1066 A Comparison of the Summers 2011-14 Heat Wave and Drought on the Southern High Plains to Previous Extreme Years

Wednesday, 25 January 2017
4E (Washington State Convention Center )
Jeffrey D. Vitale, NOAA/NWS, Lubbock, TX; and R. McQueen

Handout (1.9 MB)

An exceptional drought overspread much of the southern High Plains, including most of Oklahoma and Texas from 2011 through 2014. The summers were characterized by exceptional dryness and record setting heat waves, which led to extreme wildfires, decreased crop yields, livestock reduction, and severely depleted reservoirs.

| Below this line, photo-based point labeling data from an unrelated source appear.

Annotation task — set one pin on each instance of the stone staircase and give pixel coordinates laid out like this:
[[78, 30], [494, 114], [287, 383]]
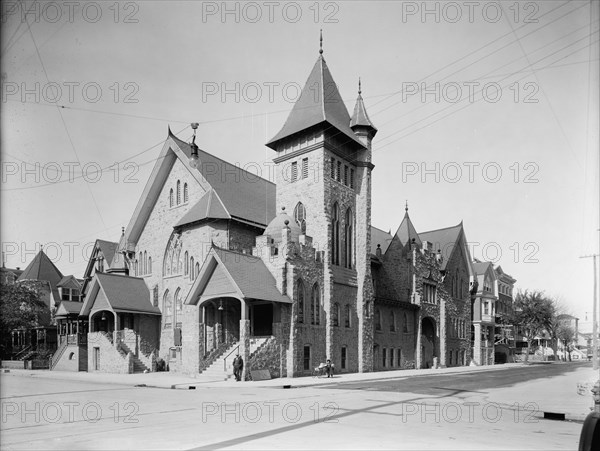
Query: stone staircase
[[58, 354], [218, 370], [138, 365]]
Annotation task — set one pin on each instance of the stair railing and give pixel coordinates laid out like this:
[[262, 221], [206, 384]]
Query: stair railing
[[237, 348]]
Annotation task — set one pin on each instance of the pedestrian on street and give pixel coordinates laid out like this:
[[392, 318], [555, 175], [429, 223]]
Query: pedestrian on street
[[238, 366], [329, 368]]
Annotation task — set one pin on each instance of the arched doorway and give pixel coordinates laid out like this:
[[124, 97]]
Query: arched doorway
[[103, 321], [261, 318], [427, 342], [221, 321]]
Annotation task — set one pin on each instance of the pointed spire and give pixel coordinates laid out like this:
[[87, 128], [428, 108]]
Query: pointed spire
[[325, 107], [321, 42], [360, 116]]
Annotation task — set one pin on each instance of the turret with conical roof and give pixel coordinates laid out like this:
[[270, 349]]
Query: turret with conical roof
[[319, 109], [360, 122], [323, 177]]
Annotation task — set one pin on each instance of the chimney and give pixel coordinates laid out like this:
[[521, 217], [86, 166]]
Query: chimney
[[286, 239]]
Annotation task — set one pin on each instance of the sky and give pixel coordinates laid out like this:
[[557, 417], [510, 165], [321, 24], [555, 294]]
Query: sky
[[487, 114]]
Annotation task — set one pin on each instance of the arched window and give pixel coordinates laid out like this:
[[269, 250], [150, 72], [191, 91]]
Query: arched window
[[335, 315], [349, 242], [347, 311], [316, 304], [335, 235], [167, 310], [300, 217], [155, 296], [300, 291], [178, 308]]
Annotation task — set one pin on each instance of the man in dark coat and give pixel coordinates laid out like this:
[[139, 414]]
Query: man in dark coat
[[238, 366]]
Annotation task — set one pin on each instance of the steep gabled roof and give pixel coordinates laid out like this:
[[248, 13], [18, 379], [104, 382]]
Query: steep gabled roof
[[68, 308], [108, 249], [481, 267], [123, 294], [42, 268], [320, 102], [208, 207], [241, 275], [69, 282], [245, 197], [502, 275], [446, 240], [378, 236], [406, 231]]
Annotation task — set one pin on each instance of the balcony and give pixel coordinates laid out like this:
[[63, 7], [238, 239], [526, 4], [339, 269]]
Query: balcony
[[73, 339]]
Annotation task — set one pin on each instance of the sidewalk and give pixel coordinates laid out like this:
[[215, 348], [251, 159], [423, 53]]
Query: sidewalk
[[181, 381], [557, 394]]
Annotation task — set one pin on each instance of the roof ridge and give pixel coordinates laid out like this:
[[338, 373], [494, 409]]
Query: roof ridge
[[443, 228], [224, 161]]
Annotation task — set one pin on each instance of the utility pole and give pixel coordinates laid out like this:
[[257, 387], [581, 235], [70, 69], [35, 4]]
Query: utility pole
[[595, 313]]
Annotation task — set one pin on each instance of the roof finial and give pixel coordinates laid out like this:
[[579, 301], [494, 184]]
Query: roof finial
[[321, 42]]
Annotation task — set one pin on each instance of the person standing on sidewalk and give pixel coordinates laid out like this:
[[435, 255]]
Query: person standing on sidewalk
[[238, 366]]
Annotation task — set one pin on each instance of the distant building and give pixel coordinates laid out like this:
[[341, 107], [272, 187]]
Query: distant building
[[53, 287], [505, 338]]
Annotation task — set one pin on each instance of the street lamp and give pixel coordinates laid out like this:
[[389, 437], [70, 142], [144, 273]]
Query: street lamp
[[194, 154]]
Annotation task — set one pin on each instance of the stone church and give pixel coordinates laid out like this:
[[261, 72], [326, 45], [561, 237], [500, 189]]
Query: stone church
[[217, 261]]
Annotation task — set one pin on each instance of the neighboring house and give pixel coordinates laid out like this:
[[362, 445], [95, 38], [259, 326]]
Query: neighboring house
[[9, 276], [484, 313], [54, 287], [505, 338]]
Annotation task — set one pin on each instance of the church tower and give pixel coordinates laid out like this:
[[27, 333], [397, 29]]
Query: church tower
[[324, 180]]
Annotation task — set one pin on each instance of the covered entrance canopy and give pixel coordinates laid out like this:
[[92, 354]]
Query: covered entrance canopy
[[233, 287]]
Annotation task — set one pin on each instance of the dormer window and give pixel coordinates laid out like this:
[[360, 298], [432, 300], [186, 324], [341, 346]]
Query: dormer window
[[300, 217], [70, 294]]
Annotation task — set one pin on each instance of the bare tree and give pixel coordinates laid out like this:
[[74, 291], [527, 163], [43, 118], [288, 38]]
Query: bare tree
[[566, 334], [533, 313]]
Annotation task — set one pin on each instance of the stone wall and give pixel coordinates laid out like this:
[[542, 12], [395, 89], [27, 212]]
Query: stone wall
[[70, 359], [267, 357], [111, 360]]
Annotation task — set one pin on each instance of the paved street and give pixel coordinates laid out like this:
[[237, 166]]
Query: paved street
[[497, 409]]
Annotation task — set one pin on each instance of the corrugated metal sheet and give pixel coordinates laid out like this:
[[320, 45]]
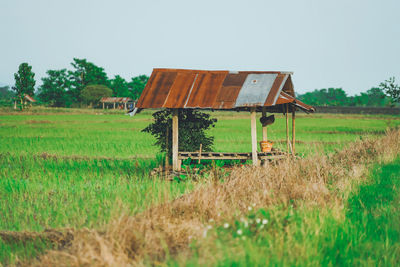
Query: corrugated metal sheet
[[29, 98], [182, 88], [255, 90]]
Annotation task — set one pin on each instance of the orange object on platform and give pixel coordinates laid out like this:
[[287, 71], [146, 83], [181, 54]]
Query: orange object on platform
[[266, 146]]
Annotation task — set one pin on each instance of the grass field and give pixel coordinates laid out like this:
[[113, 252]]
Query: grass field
[[74, 169]]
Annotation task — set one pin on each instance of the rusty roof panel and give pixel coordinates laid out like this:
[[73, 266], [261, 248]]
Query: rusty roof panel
[[206, 89], [255, 90], [229, 91], [155, 98], [275, 90], [180, 90]]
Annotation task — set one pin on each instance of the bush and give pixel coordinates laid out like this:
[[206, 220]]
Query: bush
[[192, 127]]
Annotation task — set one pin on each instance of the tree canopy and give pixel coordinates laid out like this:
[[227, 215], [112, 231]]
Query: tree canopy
[[338, 97], [54, 88], [62, 88], [92, 94], [391, 89], [24, 81]]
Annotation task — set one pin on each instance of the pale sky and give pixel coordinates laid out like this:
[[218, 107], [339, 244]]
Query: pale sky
[[352, 44]]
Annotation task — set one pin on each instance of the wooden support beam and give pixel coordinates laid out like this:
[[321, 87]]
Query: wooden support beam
[[287, 128], [293, 130], [254, 137], [175, 160], [264, 114]]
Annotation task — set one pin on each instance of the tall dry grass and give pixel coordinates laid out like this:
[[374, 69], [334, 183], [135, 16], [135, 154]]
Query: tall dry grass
[[168, 228]]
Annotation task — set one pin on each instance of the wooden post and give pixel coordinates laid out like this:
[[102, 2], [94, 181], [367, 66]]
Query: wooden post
[[265, 137], [201, 147], [167, 146], [293, 130], [287, 128], [175, 163], [254, 137]]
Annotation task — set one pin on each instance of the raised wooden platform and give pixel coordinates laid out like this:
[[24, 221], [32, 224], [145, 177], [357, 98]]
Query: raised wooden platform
[[232, 155]]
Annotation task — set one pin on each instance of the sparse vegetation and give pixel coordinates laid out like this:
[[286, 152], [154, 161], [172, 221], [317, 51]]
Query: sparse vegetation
[[88, 175]]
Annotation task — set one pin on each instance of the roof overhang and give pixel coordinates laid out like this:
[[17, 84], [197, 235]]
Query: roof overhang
[[218, 90]]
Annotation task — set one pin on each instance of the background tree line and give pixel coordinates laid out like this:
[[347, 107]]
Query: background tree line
[[85, 83], [374, 97]]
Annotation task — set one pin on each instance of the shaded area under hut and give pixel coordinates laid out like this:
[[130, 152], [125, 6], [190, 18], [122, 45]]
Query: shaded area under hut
[[248, 91]]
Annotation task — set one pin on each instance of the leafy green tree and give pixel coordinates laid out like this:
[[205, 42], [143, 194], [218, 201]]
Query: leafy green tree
[[391, 89], [85, 73], [120, 87], [192, 126], [374, 97], [54, 88], [24, 81], [92, 94], [137, 85]]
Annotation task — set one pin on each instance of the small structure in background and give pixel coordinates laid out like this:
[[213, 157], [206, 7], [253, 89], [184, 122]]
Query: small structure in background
[[125, 103], [27, 99], [251, 91]]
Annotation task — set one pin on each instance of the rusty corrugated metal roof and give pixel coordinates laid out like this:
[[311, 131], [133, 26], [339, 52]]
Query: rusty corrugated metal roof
[[182, 88], [29, 98], [115, 99]]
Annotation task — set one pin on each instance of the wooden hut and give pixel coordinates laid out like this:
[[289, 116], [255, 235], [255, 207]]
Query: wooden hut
[[249, 91]]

Total monetary losses due to drought in Texas alone were estimated to be near $10 billion. Composite anomalies for the summers of 2011-14 were calculated for various atmospheric parameters, including 500 hPa height, 850 hPa temperature, 750 hPa temperature, outgoing longwave radiation, surface relative humidity and soil moisture. These parameters were compared to the 85th percentile of wettest and warmest years and the 15th percentile of driest and coolest years. The composites for 2011-14 were all similar to those of the most extreme warmest and driest years, and the exceptionally dry conditions of 2011-14 contributed to the large temperature anomalies observed through the summer. In contrast, the coolest and wettest years tended to exhibit more significant differences than similarities in these parameters when compared with either 2011-14 or the warmest and driest years. By comparing extreme anomalous years to 2011-14, similarities can be determined which contribute to these abnormal conditions. Therefore, forecasters can better anticipate exceptional conditions based upon particular forecast parameters.